Last minute late night studies may or may not give the desired academic results but adventure gets the better of hunger and you end up learning to cook “Maggi”. Though a time-honoured chef would cook you raw in less than 2 minutes for terming Maggi as cooking, it gives a likeable intonation to it. Something like a batsman who gets out on zero after only three overs but consoles himself by saying that at least he took the shine off the ball.

However, there comes a moment when you have to step out of that two minutes fling and go for a prolonged stint in the kitchen. Staying away from home qualifies as the perfect case for the same. My first attempt at doing something substantial in the kitchen was to cut onions. The attempt resulted in a flood rolling down my eyes leading to an instant zero visibility and a grave engraving on my finger. The vinegar-dipped-onions brought at hotels remind me of my revenge – redness of my eyes leading to redness of the onions [through my chopped finger]. A dash of luck and even massive mistakes might lead one to immeasurable greatnesses but a splash of wrong measure of salt and spice and a guaranteed whip is definitely coming your way. Here, injudicious is highly injurious. It is a matter of utmost subtlety when free-flowing salt leads to a free flow of abuses.

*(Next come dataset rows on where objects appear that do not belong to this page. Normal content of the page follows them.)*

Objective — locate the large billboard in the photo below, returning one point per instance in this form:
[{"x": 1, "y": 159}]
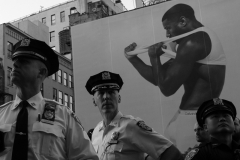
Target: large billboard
[{"x": 169, "y": 106}]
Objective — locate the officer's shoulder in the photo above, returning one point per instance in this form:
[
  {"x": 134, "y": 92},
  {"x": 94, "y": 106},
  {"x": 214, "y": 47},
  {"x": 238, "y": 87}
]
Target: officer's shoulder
[
  {"x": 201, "y": 147},
  {"x": 6, "y": 104},
  {"x": 137, "y": 122},
  {"x": 53, "y": 103}
]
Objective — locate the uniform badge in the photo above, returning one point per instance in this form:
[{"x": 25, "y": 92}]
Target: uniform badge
[
  {"x": 106, "y": 75},
  {"x": 191, "y": 154},
  {"x": 25, "y": 42},
  {"x": 142, "y": 125},
  {"x": 48, "y": 115}
]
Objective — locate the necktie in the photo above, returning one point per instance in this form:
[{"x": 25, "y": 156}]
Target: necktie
[{"x": 20, "y": 146}]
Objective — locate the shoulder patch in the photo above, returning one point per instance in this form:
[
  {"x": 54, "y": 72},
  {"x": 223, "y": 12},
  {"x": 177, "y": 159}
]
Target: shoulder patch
[
  {"x": 6, "y": 104},
  {"x": 77, "y": 119},
  {"x": 143, "y": 126},
  {"x": 52, "y": 101},
  {"x": 191, "y": 154}
]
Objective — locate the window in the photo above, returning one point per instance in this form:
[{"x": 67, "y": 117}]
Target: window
[
  {"x": 53, "y": 19},
  {"x": 65, "y": 79},
  {"x": 62, "y": 16},
  {"x": 9, "y": 82},
  {"x": 10, "y": 48},
  {"x": 70, "y": 83},
  {"x": 44, "y": 20},
  {"x": 55, "y": 94},
  {"x": 41, "y": 89},
  {"x": 52, "y": 36},
  {"x": 66, "y": 100},
  {"x": 60, "y": 98},
  {"x": 73, "y": 10},
  {"x": 71, "y": 102},
  {"x": 54, "y": 76},
  {"x": 59, "y": 76},
  {"x": 53, "y": 47}
]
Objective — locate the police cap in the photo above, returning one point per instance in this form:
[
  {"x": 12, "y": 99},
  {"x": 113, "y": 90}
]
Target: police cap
[
  {"x": 214, "y": 105},
  {"x": 39, "y": 50},
  {"x": 104, "y": 80}
]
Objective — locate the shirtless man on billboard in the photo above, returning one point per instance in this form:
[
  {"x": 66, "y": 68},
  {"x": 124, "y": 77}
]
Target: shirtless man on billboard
[{"x": 199, "y": 66}]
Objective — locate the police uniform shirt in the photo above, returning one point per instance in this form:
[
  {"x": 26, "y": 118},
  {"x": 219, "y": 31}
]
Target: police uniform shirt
[
  {"x": 63, "y": 138},
  {"x": 127, "y": 138},
  {"x": 214, "y": 151}
]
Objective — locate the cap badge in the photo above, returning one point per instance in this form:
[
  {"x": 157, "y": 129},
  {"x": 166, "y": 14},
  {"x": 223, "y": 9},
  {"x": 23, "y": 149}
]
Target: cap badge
[
  {"x": 217, "y": 101},
  {"x": 106, "y": 76},
  {"x": 25, "y": 42}
]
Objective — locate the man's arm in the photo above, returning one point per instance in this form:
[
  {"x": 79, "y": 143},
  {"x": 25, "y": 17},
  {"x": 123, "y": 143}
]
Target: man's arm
[
  {"x": 78, "y": 145},
  {"x": 144, "y": 70},
  {"x": 169, "y": 79},
  {"x": 171, "y": 153}
]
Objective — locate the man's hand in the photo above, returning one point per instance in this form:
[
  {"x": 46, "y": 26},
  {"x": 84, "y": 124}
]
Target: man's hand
[
  {"x": 155, "y": 50},
  {"x": 129, "y": 48}
]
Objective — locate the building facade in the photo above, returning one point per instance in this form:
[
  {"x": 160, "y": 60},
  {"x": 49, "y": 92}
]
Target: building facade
[
  {"x": 57, "y": 17},
  {"x": 58, "y": 86}
]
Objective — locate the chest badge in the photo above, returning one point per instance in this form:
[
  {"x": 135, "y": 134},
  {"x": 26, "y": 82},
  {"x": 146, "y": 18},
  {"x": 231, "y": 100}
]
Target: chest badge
[{"x": 48, "y": 115}]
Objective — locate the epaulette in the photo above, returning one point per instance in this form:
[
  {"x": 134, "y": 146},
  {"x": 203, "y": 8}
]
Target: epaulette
[
  {"x": 6, "y": 104},
  {"x": 141, "y": 124}
]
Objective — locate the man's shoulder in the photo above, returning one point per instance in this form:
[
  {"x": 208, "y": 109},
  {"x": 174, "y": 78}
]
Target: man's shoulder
[
  {"x": 136, "y": 122},
  {"x": 6, "y": 104},
  {"x": 198, "y": 152},
  {"x": 52, "y": 102}
]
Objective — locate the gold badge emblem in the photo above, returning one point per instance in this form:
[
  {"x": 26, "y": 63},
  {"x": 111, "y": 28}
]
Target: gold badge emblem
[
  {"x": 25, "y": 42},
  {"x": 106, "y": 75}
]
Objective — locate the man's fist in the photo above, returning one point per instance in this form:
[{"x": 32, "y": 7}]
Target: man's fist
[
  {"x": 130, "y": 48},
  {"x": 156, "y": 50}
]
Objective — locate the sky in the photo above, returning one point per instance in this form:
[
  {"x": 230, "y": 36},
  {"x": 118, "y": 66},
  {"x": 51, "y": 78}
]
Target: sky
[{"x": 15, "y": 9}]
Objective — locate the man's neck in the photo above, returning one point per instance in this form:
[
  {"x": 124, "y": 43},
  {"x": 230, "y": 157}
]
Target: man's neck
[
  {"x": 108, "y": 117},
  {"x": 224, "y": 139},
  {"x": 24, "y": 93}
]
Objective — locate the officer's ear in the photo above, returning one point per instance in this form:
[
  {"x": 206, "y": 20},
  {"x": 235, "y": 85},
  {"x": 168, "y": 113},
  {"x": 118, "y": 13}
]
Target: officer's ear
[
  {"x": 43, "y": 72},
  {"x": 182, "y": 21},
  {"x": 119, "y": 98}
]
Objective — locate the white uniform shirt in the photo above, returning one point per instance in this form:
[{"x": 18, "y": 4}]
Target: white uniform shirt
[
  {"x": 127, "y": 138},
  {"x": 64, "y": 139}
]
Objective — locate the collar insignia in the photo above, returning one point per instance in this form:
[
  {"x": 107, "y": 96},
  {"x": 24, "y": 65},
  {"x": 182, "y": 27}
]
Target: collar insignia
[{"x": 48, "y": 115}]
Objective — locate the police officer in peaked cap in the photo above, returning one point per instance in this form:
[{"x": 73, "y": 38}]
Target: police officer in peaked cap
[
  {"x": 216, "y": 116},
  {"x": 120, "y": 136},
  {"x": 33, "y": 127}
]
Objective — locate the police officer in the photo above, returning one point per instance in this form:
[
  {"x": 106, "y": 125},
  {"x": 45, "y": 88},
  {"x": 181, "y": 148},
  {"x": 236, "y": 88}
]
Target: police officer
[
  {"x": 123, "y": 137},
  {"x": 33, "y": 127},
  {"x": 216, "y": 117}
]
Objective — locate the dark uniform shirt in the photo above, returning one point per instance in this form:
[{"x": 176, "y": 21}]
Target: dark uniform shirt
[{"x": 214, "y": 151}]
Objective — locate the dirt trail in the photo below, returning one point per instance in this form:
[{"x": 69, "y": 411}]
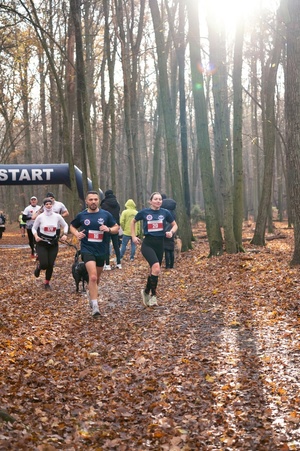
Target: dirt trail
[{"x": 214, "y": 367}]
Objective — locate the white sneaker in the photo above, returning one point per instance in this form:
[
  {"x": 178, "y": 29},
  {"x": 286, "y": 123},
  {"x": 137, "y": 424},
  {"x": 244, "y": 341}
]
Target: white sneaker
[
  {"x": 95, "y": 308},
  {"x": 152, "y": 301},
  {"x": 145, "y": 298}
]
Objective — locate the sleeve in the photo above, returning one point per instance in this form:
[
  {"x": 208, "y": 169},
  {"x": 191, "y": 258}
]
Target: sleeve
[
  {"x": 122, "y": 220},
  {"x": 138, "y": 216}
]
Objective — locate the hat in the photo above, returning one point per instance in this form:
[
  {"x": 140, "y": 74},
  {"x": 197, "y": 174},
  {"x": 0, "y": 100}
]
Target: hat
[{"x": 47, "y": 199}]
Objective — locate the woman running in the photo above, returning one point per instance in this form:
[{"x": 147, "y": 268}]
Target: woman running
[{"x": 155, "y": 221}]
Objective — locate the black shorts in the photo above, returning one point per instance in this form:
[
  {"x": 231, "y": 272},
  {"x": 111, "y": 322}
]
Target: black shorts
[
  {"x": 153, "y": 249},
  {"x": 92, "y": 258}
]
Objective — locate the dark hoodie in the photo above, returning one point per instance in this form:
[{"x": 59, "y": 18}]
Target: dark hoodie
[{"x": 110, "y": 203}]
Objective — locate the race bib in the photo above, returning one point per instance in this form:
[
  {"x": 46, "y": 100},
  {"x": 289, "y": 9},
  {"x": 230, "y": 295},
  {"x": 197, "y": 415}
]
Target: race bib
[
  {"x": 95, "y": 236},
  {"x": 156, "y": 225},
  {"x": 49, "y": 229}
]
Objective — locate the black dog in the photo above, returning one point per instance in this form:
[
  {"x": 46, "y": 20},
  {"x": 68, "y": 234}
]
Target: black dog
[{"x": 79, "y": 272}]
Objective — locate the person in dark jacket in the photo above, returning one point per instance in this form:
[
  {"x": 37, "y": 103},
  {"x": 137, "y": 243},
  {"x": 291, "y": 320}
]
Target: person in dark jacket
[
  {"x": 169, "y": 243},
  {"x": 110, "y": 204}
]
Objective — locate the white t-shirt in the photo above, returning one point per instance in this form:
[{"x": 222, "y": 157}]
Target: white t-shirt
[
  {"x": 59, "y": 207},
  {"x": 49, "y": 224}
]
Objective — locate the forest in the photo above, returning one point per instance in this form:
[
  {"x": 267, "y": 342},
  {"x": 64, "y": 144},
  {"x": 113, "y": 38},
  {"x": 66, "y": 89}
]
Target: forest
[{"x": 198, "y": 99}]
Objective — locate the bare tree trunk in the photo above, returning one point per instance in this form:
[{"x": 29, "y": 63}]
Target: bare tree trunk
[
  {"x": 292, "y": 104},
  {"x": 170, "y": 128},
  {"x": 217, "y": 44},
  {"x": 83, "y": 104},
  {"x": 269, "y": 131},
  {"x": 238, "y": 185}
]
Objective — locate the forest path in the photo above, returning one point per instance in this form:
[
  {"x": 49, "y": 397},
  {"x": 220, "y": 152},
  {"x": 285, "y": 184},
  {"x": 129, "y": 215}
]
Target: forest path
[{"x": 214, "y": 367}]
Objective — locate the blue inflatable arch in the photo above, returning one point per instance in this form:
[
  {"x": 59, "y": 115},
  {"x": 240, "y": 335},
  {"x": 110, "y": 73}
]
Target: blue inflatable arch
[{"x": 42, "y": 174}]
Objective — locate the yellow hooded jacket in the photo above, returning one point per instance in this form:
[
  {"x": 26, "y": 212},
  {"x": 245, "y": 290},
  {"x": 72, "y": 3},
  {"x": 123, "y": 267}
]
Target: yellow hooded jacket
[{"x": 127, "y": 216}]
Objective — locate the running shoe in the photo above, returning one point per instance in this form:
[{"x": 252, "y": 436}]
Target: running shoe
[
  {"x": 152, "y": 301},
  {"x": 37, "y": 270},
  {"x": 95, "y": 309}
]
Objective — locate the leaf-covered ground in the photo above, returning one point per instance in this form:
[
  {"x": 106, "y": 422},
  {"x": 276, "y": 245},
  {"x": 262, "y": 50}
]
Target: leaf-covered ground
[{"x": 214, "y": 367}]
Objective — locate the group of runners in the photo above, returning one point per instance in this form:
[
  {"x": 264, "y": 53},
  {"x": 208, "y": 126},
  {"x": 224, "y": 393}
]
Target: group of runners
[{"x": 94, "y": 227}]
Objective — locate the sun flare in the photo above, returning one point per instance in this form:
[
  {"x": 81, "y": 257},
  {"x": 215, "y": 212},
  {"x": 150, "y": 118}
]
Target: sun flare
[{"x": 230, "y": 11}]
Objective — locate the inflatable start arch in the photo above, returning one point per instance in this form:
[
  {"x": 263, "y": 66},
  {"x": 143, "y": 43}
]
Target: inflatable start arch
[{"x": 42, "y": 174}]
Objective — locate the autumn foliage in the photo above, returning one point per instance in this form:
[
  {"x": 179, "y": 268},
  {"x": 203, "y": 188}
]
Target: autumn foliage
[{"x": 214, "y": 367}]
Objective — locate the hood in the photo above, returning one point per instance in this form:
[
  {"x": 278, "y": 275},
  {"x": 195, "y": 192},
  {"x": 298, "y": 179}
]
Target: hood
[
  {"x": 130, "y": 204},
  {"x": 110, "y": 200},
  {"x": 169, "y": 204}
]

Like most things in the world, “Easier said than done,” is applicable to cooking. Also applicable is how people would rather comment on it rather than actually help. [Smells like cricket talk at paan-shops, doesn’t it?] However, there are some things which are easier done than said and some people prefer to do them in the kitchen, as has been recently learnt, but let us leave that for later. Unfortunately, good breadwinners make excellent bread-whiners. Eating a spoonful [let’s spare the teaspoon/tablespoon debate] more or less of salt has occasionally lead only to outrageous outbursts and nothing more.

Cooking involves tremendous tactfulness. Peeling veggies while talking to others, taking a spoonful on your hand and tasting it and finally, standing in the heat long enough to sweat enough that can be added to the food. It is only out of reverence that the main cook is called Panditaain or Maharaj! If only respect had a measure, I would multiply it by a gazillion and number of salt grains and give it to the people who have ever cooked for me. We need a collective thankfulness to these people.

Only then they will stop writing recipes with - “Salt to test.”